Llegaron a la autopista y el Mercedes empezó a ganar velocidad, y aun cuando nunca pasara del límite legal de 120 kilómetros por hora, pronto dejaron atrás la desviación hacia Laren, el barrio residencial en el que los Van de Wijn tenían su mansión, y siguieron en dirección al este del país. Kees pensó que tal vez lo estaban llevando a Alemania. No parecía sin embargo muy lógico que fueran a arriesgarse a cruzar una frontera por inexistentes que fueran los trámites de aduana y en seguida se puso a mirar a los coches que rodaban a su lado o a los que ellos adelantaban, por ver si conocía a algún conductor; a lo mejor podría pedir socorro haciendo gestos antes de que se lo impidieran sus captores.
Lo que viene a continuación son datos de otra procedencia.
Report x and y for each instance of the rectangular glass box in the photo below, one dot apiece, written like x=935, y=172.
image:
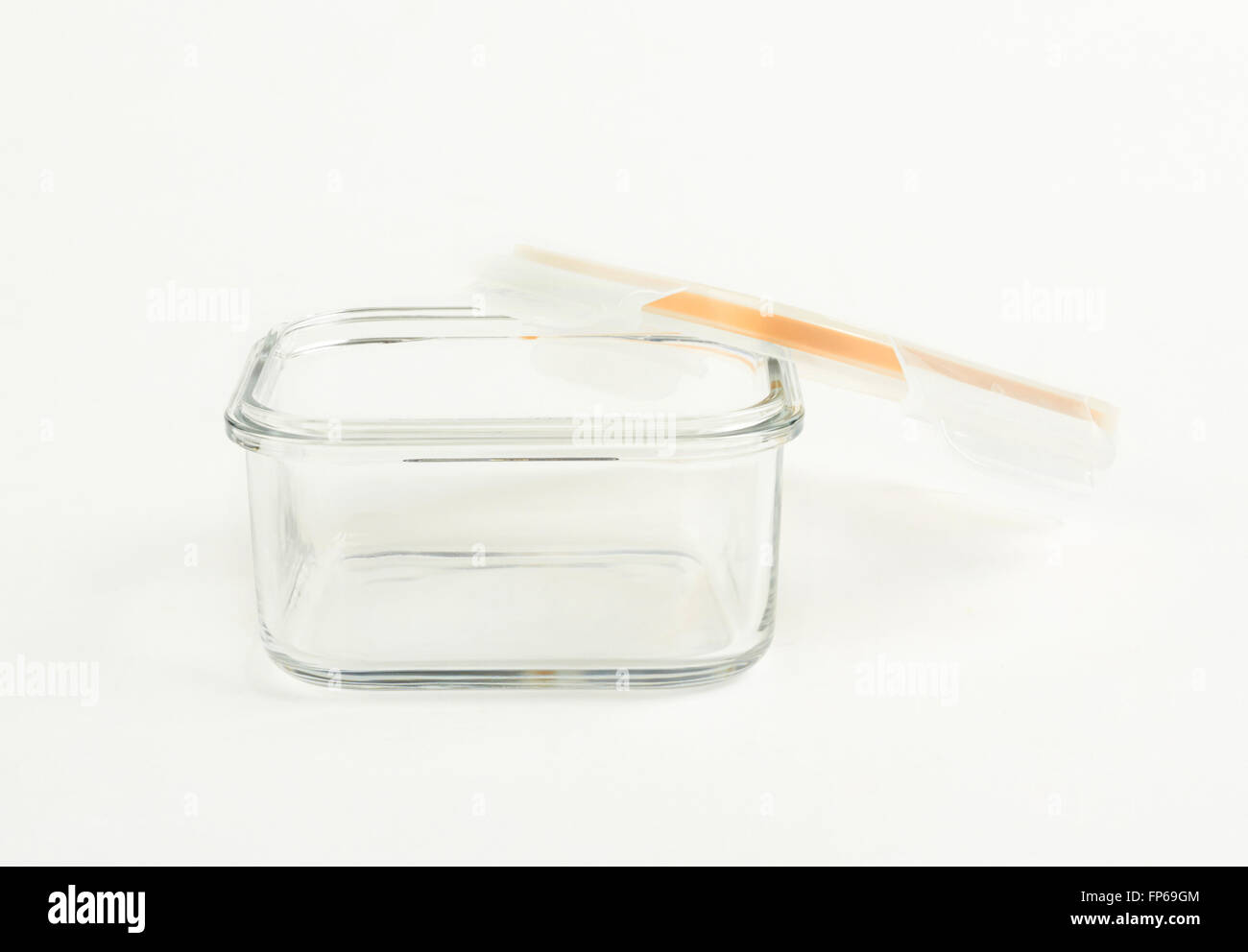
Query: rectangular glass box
x=444, y=499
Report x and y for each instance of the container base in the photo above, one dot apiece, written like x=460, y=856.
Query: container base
x=620, y=678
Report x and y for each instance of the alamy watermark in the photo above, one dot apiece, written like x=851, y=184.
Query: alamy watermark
x=606, y=429
x=887, y=678
x=1053, y=304
x=176, y=303
x=28, y=678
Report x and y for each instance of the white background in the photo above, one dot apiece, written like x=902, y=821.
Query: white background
x=902, y=166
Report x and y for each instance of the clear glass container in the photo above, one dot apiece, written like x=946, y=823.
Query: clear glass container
x=447, y=499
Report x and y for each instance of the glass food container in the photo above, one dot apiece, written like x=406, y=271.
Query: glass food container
x=448, y=499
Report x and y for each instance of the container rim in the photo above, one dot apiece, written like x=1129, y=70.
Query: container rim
x=256, y=425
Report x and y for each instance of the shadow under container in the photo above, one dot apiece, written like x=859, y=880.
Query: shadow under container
x=441, y=499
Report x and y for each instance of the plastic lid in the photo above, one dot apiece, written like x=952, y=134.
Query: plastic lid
x=995, y=420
Pero, aparte de alguna mirada de curiosidad distraída que les dirigían los ocupantes de otros automóviles, no daban la sensación de reconocer nada alarmante en la expresión de controlada histeria que le parecía a Van de Wijn estar poniendo. Se le antojaba imposible no conocer a nadie o que nadie lo reconociera. Al fin y al cabo, él era un hombre famoso. Tenía que ser reconocido. Intentó inclinarse hacia delante por si fuera necesario levantar los brazos y gesticular. Pero el hombre de su derecha lo empujó con firmeza hacia atrás. Todo ocurrió en unos segundos. El jefe volvió a mirarlo con curiosidad plácida y sonrió.